19/04/2017 - 11:21

Wellington diz que nunca usou recursos de campanha para enriquece

Dias disse que já trabalhou com apoio oficial de pessoa jurídica nas suas campanhas.

Autor: Marcelo Rocha

O governador Wellington Dias (PT) considera que o seu nome não aparece na lista do Grupo Odebrecht dos políticos que recebem recursos ilícitos para as campanhas eleitorais e após as campanhas, porque a vida inteira procurou seguir os ensinamentos dos pais de buscar sempre trabalhar sempre de forma correta dentro da lei.

Foto/Thiago Amaral 

Wellington Dias disse que já trabalhou com apoio oficial de pessoa jurídica nas suas campanhas eleitorais. Porém, ninguém pode dizer que ele utilizou os recursos que eram para a campanha eleitoral ou da área pública para enriquecimento pessoal.

Para Wellington, o Brasil está um país estranho agora. Antes quem seguia dentro da lei podia ficar tranquilo. Hoje, nem sempre é assim. E por essa questão é que Dias considera que não se pode fazer, antecipadamente, um pré-julgamento de quem está com o nome na lista da Odebrecht. Para o governador Wellington Dias, um ponto que está claramente marcado na Constituição deve ser preservado. O direito à ampla defesa. 

“Os processos possam correr doa a quem doer. Tanto faz ser do meu partido, como de qualquer outro partido. Cometeu crime vai ter que pagar. Mas é preciso comprovar este crime. O que eu tenho pedido a Deus e a minha equipe é que a gente possa trabalhar com todo zelo no cumprimento da Lei. Fazer com que as coisas sejam feitas dentro da legalidade”, falou Wellington.
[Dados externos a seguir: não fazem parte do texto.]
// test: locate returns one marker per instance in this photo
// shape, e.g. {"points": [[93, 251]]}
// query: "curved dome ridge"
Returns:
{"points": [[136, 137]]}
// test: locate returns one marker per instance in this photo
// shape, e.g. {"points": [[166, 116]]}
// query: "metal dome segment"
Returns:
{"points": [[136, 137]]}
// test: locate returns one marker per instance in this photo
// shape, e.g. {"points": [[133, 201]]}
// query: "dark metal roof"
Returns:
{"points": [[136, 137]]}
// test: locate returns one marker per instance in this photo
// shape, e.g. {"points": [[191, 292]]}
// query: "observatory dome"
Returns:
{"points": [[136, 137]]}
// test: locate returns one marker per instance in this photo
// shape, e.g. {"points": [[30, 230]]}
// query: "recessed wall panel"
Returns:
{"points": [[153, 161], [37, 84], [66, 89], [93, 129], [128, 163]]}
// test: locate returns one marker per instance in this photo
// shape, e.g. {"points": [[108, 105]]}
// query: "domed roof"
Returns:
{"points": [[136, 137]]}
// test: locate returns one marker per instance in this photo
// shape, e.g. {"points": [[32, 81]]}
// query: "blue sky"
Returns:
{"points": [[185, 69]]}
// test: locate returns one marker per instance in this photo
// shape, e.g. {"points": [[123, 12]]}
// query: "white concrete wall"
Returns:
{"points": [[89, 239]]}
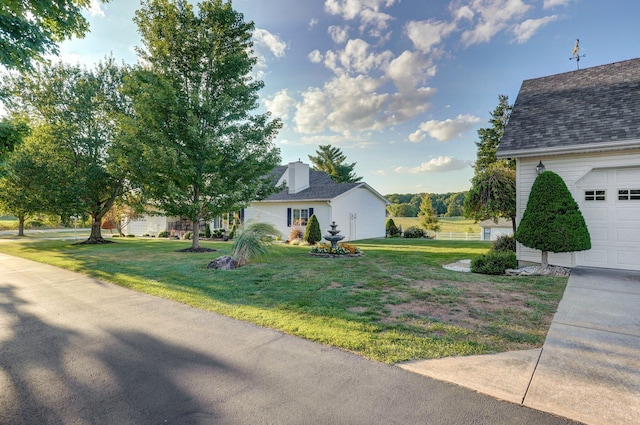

O governador petista afirmou que tanto ele como o seu partido defende a ética e o combate à corrupção. E isso tem que ser feito dentro da lei. Para ele, “nas faz sentido se ver a espetacularização da vida de pessoa”. Ele considera que a política nesse momento é um ambiente muito perigoso.

“A gente precisa ter muito cuidado com a condenação prévia. No Brasil, primeiro descobrimos o criminoso. Aí depois é que se vai atrás de qual é o crime. Isso é uma maluquice total”, afirmou.